Construction on the Stetson-Sawyer project recently moved from a five to a six-day schedule in order to allow the project to complete its fall milestones. This year’s early severe weather has made reaching the project’s deadlines for completing the construction on the new library’s foundations on more difficult. Although the construction team begins work at 8 a.m., an hour later than the traditional construction start time, students – especially those who live close to the construction site in Dodd neighborhood – have complained of a loud banging noise disrupting their mornings.
On Oct. 19, Project Manager Bruce Decoteau wrote in Daily Messages that the “present intensity of ledge removal” – the cause of the hammering sound – would continue through the end of October, and then “occur intermittently over the following couple of months.” Decoteau sent an additional Daily Message on Oct. 21 specifying the addition of Saturday mornings to the library project’s construction schedule. He also added that there would be an extension of the construction workday to 6:30 p.m. to make more progress.
Although the site is closest to Sewall and Lehman Houses, students living in Dodd Circle, Morgan and Currier Quad are reporting disturbing noise due to construction. The most common complaint is that students who live near the site are being woken up by the noise at an undesirable hour on both weekdays and weekends.
While the College is taking student complaints into account, the construction team can do very little to alleviate these concerns if the project is to remain on schedule. Decoteau explained that the general industry standard for the beginning of the workday is 7 a.m., and campus construction contracts “always specify that [they] do not start construction work on campus before 8:00 a.m. out of respect for the fact that this is a residential campus, and projects like this are also close to residential neighborhoods.”
An additional effect of the oncoming winter is that daylight hours are reduced.

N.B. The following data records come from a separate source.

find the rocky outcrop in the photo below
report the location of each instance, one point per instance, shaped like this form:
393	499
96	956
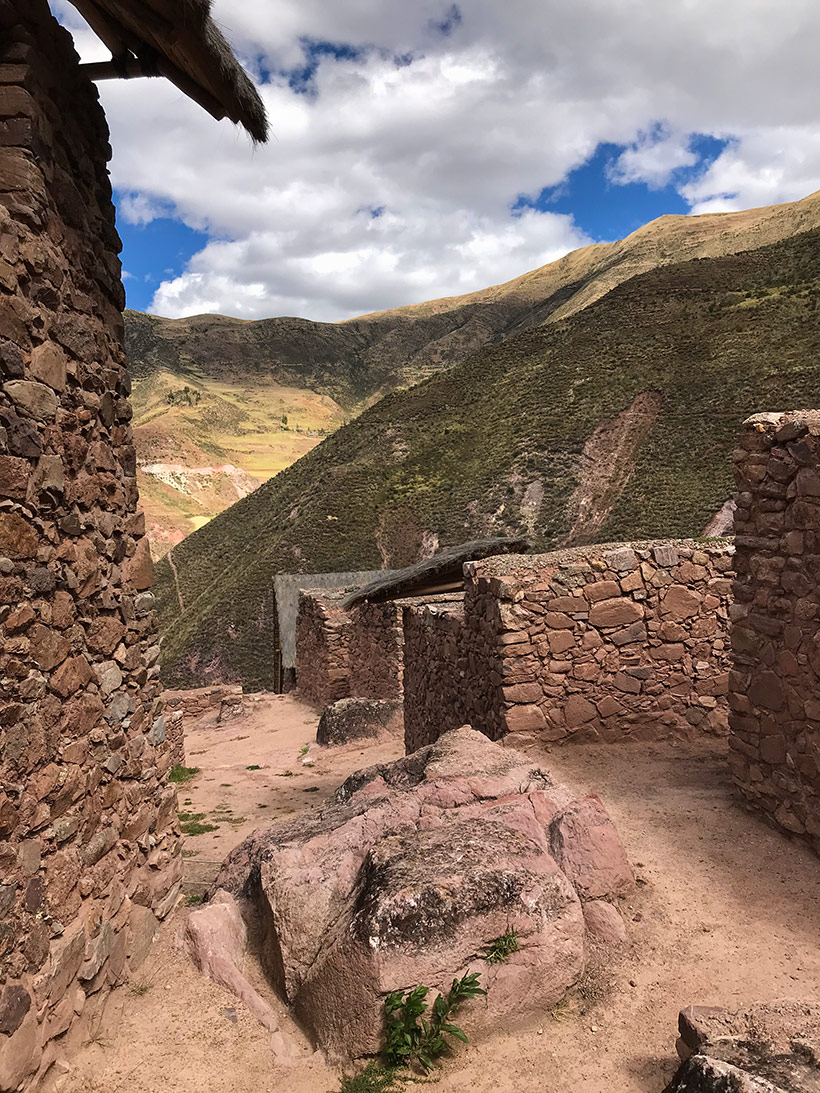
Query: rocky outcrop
412	871
356	719
764	1048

As a result, Decoteau said that construction “simply can’t start any later” in the day.
The project team recognizes that construction projects are disruptive to everyday life at the College, and they are doing “everything [they] can to minimize this impact,” Decoteau said.
According to Vice President for Campus Life Steve Klass, the construction milestones likely will not be met until the end of the fall. “We are going to try to reduce the number of Saturdays, but until we [reach] the milestones we need to, we are going to stick to the six day schedule,” Klass said. “The good news is that the really noisy part of it should be over by the end of the week or close to it.”
According to Decoteau, the first principle discussed at the project’s pre-construction meeting was the objective to “reduce the impact of all aspects of this project on the lives of students, faculty and staff who live, study and work here.”